Il faut d’ailleurs remarquer que dans cet arrêt, le Conseil d’Etat, note, et contrairement à ce que soutient l’administration fiscale, que les dispositions du 1° de l'article L. 247 du LPF ne subordonnent pas la faculté qu'elles ouvrent à l'administration d'accorder au contribuable une remise gracieuse, pour ce qui concerne les dettes en principal relatives à des impôts directs, à la condition que les impositions en cause soient devenues définitives. En ce qui concerne les droits en principal donc, pour le Conseil d'État, la remise peut intervenir dès lors que l'imposition est régulièrement établie. Cette position du Conseil d’Etat infirme la doctrine administrative qui écarte les remises gracieuses d'impôts directs contestés devant la juridiction contentieuse tant qu'aucune solution définitive n'a été prise ou, à défaut de contestation, tant que le délai de réclamation n'est pas expiré (BOI-CTX-GCX-10-20 n° 130 à 150, 12-9-2012 et BOI-CTX-GCX-10 n° 10). La décision de refus d’accorder la remise gracieuse est directement annulée également par le Conseil d’Etat, car l'administration fiscale a commis une erreur manifeste d'appréciation.

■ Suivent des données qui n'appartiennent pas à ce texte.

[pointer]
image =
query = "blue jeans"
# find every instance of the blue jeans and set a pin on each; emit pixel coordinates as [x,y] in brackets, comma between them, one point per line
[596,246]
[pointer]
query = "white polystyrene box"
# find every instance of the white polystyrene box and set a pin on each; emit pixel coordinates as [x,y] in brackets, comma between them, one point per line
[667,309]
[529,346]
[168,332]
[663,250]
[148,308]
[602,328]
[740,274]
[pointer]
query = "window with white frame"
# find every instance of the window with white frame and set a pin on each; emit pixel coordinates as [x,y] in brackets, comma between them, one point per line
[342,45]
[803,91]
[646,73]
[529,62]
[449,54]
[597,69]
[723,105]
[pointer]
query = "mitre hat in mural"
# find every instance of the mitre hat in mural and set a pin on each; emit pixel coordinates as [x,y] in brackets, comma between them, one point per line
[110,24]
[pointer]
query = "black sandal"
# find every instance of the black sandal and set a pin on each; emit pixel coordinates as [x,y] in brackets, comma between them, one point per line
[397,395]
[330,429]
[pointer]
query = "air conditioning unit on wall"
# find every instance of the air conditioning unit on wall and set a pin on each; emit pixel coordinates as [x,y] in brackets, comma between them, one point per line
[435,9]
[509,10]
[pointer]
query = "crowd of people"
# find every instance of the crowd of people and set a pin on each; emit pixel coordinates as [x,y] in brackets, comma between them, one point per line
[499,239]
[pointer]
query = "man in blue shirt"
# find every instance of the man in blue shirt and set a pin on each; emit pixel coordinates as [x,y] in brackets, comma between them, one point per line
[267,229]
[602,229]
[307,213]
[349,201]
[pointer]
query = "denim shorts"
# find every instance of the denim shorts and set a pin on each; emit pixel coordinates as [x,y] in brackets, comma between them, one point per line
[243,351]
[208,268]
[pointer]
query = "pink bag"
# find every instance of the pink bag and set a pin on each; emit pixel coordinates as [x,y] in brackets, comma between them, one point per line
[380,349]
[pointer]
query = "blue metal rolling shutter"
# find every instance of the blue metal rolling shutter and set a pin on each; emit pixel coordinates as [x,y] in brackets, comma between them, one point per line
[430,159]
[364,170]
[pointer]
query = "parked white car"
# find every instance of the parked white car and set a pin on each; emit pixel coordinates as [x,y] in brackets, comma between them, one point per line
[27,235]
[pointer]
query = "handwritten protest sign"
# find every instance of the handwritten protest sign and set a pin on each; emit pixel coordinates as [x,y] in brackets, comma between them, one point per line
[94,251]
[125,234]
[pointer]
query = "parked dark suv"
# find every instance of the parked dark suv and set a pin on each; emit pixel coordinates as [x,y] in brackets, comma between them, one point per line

En revanche, l'administration n'a commis aucune erreur manifeste d'appréciation en rejetant une demande de remise gracieuse présentée par un contribuable qui a connu une période de chômage et de formation professionnelle dès lors que durant cette même période, celui-ci a conservé des revenus et remboursé un emprunt souscrit pour l'acquisition d'une maison d'habitation (CAA Nancy 1-6-1994 n° 93681). De même, l'administration ne commet pas d'erreur manifeste d'appréciation ni de détournement de pouvoir en refusant de prononcer la remise gracieuse demandée de taxe foncière sur les propriétés bâties, eu égard non seulement aux ressources de l'intéressé mais aussi à la valeur de son patrimoine, y compris sa résidence principale, et compte tenu du faible montant de la somme réclamée (CE 8e et 3e s.-s. 9-11-2005 n° 269669).
Il est vrai que le juge exerce, lors ces recours pour excès de pouvoir contre des décisions de refus de remise gracieuse, un contrôle de légalité sur une mesure d’équité. Dès lors que les décisions prises sur des demandes gracieuses relèvent du pouvoir discrétionnaire de l'administration, le juge se livre à un contrôle restreint. Mais, même si le contrôle du juge est un contrôle restreint, «il y a bien sûr quelque chose d’étrange dans ce contrôle de légalité d’une décision prise… en équité, c’est-à-dire en fonction de considérations théoriquement extra-juridiques. Mais le juge administratif s’efforce seulement de vérifier que la liberté d’appréciation laissée à l’administration ne se traduit pas par un comportement arbitraire » (Martin Collet, Pierre Collin ; Procédures fiscales ; Contrôle, contentieux et recouvrement de l'impôt ; Presses Universitaires de France, Collection Thémis, 5e édition, Parution 10/01/2024, page 232).